Saturday 28 September 2013

David Bridie "Wake"

It's a crying shame that Bellingen is missing out on David Bridie's 2013 tour to promote his recent release "Wake". He has been here before in several incarnations to great acclaim, most recently a couple of Global Carnivals with Frank Yamma and George Telek.

Apart from being a prolific artist in his own right, Bridie has long championed indigenous music from our region through the Wantok Foundation and record label. It is good to see him now in his own solo career, circumventing the tyranny of the Record Company A&R people by using crowd-funding to help finance the creation and recording of "Wake".

Instead of the album that the record company thinks he should create, here we have the one that he's been threatening to make for years, the one that's totally from his heart. It is a thing of beauty, even down to the artful sleeve and liner notes. In promotional interviews, he has explained that he chose the title for its many meanings.

We can be awakened, we can have a wake when someone dies and we can be in the wake of someone or something. Bridie's previous three solo Cd's, as well as a bunch of "Not Drowning Waving", "My Friend The Chocolate Cake" and Soundtrack albums have always featured quirky wordplay, and subject matters that make you think about issues. This new release is in the same vein. Intriguing titles such as "Dr Seuss is painting in the sky", "The shortest day of the year" and "Stoned in Kabul" draw the listener in, and Bridie gets to wax lyrical about such varied matters as wars on foreign soil, lovers growing old together, dementia and our nation's shameful treatment of refugees.

The video for "Delegate" is challenging stuff, with a Department of Immigration public servant becoming so distressed at having to deny refugee status to so many that he sets fire to himself in the office to the horror of surrounding work colleagues. For this CD and tour, Bridie has teamed up with his fellow "Not Drowning, Waving" band member John Phillips and it is Phillips' abrasive guitar work that gives the more angry songs their emphatic edge. On several of the songs it appears that Bridie has completely relaxed and discovered new registers to his voice, a Nick Cave-like depth to his voice that lends itself to much more varied tones and textures than we have heard in the past. Apart from a host of indie stars helping out, there is also a sign of things to come with young Stella Bridie providing sparkling backing vocals that complement her Dad's so perfectly on four of the songs.

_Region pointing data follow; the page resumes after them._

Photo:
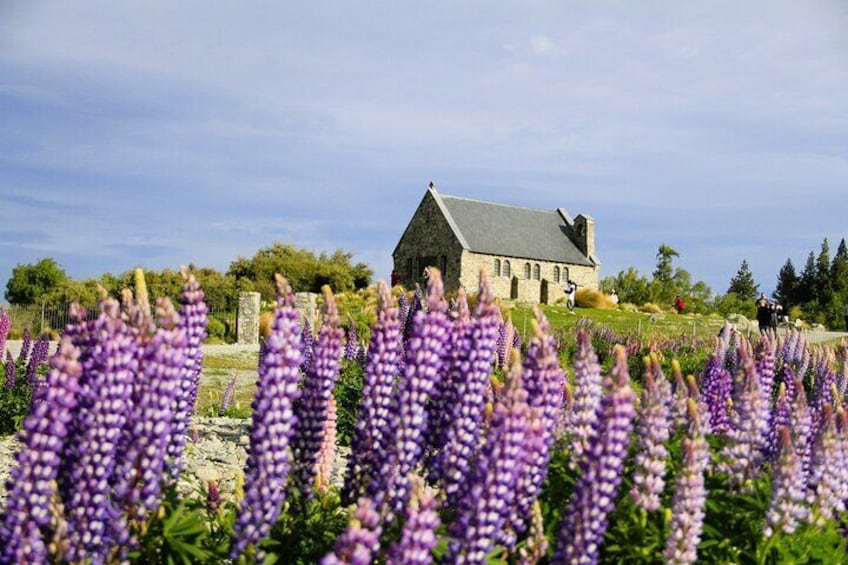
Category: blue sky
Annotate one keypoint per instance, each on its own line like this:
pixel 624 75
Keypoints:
pixel 160 133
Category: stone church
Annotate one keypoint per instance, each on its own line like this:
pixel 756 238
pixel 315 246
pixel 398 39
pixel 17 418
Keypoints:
pixel 529 254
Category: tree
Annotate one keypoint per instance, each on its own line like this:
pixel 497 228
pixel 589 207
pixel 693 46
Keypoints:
pixel 743 283
pixel 29 283
pixel 786 291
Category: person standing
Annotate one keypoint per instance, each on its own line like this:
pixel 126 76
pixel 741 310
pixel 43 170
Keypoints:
pixel 763 313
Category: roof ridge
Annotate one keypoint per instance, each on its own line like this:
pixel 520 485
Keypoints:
pixel 554 211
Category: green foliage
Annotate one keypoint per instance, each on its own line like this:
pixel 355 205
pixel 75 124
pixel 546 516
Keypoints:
pixel 348 393
pixel 743 284
pixel 303 270
pixel 14 401
pixel 29 283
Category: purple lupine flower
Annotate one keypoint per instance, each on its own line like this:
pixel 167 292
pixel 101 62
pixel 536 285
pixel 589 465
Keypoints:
pixel 687 515
pixel 229 393
pixel 747 433
pixel 193 320
pixel 31 486
pixel 765 365
pixel 109 368
pixel 475 358
pixel 352 344
pixel 827 472
pixel 418 538
pixel 144 462
pixel 311 409
pixel 308 340
pixel 423 364
pixel 4 329
pixel 360 543
pixel 11 370
pixel 489 492
pixel 588 392
pixel 585 520
pixel 716 388
pixel 40 351
pixel 545 381
pixel 689 493
pixel 781 415
pixel 536 545
pixel 272 426
pixel 370 443
pixel 652 429
pixel 786 509
pixel 327 453
pixel 447 391
pixel 26 347
pixel 802 429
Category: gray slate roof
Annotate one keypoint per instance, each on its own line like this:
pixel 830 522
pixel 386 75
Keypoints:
pixel 499 229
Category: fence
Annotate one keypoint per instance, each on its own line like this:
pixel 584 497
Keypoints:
pixel 52 319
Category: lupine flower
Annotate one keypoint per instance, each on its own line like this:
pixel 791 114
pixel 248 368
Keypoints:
pixel 419 530
pixel 360 543
pixel 488 494
pixel 585 520
pixel 827 471
pixel 370 443
pixel 687 514
pixel 32 482
pixel 716 388
pixel 229 392
pixel 272 427
pixel 40 351
pixel 109 367
pixel 327 453
pixel 802 429
pixel 544 381
pixel 748 428
pixel 312 407
pixel 4 329
pixel 11 370
pixel 765 365
pixel 781 415
pixel 536 545
pixel 193 320
pixel 308 340
pixel 26 347
pixel 652 430
pixel 786 509
pixel 471 381
pixel 423 365
pixel 447 391
pixel 587 396
pixel 150 425
pixel 352 345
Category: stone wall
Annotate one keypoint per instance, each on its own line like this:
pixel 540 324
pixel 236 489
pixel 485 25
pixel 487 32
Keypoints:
pixel 527 290
pixel 428 240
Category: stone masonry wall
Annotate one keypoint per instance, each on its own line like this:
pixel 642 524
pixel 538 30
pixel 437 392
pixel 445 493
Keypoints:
pixel 428 235
pixel 529 290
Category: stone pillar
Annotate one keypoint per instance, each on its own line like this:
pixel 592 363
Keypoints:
pixel 306 304
pixel 247 326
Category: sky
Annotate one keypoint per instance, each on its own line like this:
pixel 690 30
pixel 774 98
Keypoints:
pixel 163 133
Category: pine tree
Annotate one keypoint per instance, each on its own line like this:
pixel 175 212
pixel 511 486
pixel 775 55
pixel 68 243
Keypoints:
pixel 786 292
pixel 743 283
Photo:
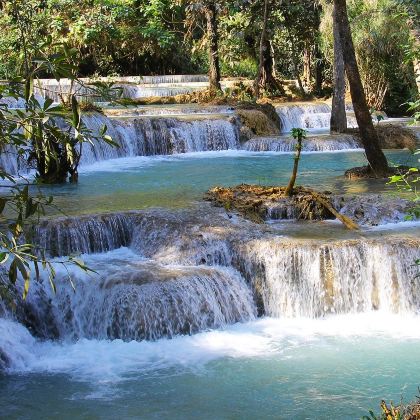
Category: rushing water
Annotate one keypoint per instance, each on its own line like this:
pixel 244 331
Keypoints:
pixel 195 314
pixel 176 181
pixel 339 367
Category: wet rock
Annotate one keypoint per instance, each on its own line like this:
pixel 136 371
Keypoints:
pixel 394 136
pixel 259 203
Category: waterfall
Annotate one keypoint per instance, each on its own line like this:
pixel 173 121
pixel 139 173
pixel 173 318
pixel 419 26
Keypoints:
pixel 311 115
pixel 145 91
pixel 158 136
pixel 162 273
pixel 132 87
pixel 344 277
pixel 90 234
pixel 149 301
pixel 310 144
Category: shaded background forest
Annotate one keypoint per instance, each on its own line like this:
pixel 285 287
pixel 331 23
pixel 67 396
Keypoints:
pixel 148 37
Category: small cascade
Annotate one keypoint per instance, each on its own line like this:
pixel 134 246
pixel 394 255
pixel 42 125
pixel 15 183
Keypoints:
pixel 305 115
pixel 343 277
pixel 310 144
pixel 148 301
pixel 20 103
pixel 90 234
pixel 132 87
pixel 10 160
pixel 16 345
pixel 158 136
pixel 145 91
pixel 310 115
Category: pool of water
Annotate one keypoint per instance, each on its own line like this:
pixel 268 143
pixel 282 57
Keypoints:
pixel 339 367
pixel 177 181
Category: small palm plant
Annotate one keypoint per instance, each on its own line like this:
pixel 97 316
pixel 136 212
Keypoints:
pixel 298 134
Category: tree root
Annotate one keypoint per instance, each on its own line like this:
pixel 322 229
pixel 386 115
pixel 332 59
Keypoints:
pixel 254 203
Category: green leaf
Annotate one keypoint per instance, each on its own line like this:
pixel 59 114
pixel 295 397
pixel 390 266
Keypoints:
pixel 4 256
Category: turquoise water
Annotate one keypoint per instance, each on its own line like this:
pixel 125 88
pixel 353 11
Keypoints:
pixel 176 181
pixel 338 367
pixel 327 369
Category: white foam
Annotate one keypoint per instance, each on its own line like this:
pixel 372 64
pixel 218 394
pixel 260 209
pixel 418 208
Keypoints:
pixel 110 361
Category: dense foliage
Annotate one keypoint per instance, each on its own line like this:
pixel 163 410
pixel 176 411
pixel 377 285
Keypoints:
pixel 139 37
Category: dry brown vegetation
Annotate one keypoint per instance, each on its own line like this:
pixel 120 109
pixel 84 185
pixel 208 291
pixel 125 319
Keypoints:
pixel 253 202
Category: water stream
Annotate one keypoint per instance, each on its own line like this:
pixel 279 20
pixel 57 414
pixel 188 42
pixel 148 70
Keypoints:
pixel 196 313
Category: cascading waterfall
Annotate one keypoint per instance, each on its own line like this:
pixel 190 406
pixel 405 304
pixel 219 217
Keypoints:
pixel 132 87
pixel 90 234
pixel 161 274
pixel 158 136
pixel 343 277
pixel 310 144
pixel 144 300
pixel 314 115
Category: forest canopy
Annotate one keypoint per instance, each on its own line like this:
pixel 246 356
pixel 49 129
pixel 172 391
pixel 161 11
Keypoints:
pixel 147 37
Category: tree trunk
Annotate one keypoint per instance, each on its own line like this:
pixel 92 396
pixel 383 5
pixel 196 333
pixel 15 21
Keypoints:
pixel 260 82
pixel 338 111
pixel 265 79
pixel 376 158
pixel 307 71
pixel 213 39
pixel 415 35
pixel 319 70
pixel 291 185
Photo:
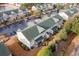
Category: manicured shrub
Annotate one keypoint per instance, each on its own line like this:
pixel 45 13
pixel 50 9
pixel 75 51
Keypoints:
pixel 46 51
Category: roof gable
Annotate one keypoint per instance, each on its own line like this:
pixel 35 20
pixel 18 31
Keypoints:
pixel 31 32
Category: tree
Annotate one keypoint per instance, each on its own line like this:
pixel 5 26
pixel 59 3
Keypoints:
pixel 25 5
pixel 75 25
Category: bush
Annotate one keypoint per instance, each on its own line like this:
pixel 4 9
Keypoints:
pixel 46 51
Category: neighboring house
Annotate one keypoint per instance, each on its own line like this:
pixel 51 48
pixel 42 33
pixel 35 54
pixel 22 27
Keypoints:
pixel 4 51
pixel 29 36
pixel 68 13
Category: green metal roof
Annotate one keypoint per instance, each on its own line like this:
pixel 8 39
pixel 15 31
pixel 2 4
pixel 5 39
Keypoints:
pixel 71 11
pixel 4 51
pixel 47 23
pixel 31 32
pixel 58 16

Not least of these is the CD's closer, and probably my favourite track just for the impish sense of fun that imbues the recording - made in a log cabin out in the Victorian bush, it features the banjo picking of one Anthony Morgan and is a haunting reinvention of the old Hank Williams classic "I'm so lonesome I could cry". Sure, David Bridie can still pen a tune that you find yourself singing several times a day. But it is the sign of a confident and mature artist that he can create such nuanced colourful soundscapes by what is left out. It is the silences and spaces that mark this album's greatness. I get the feeling that in years to come this will be regarded as an Australian classic.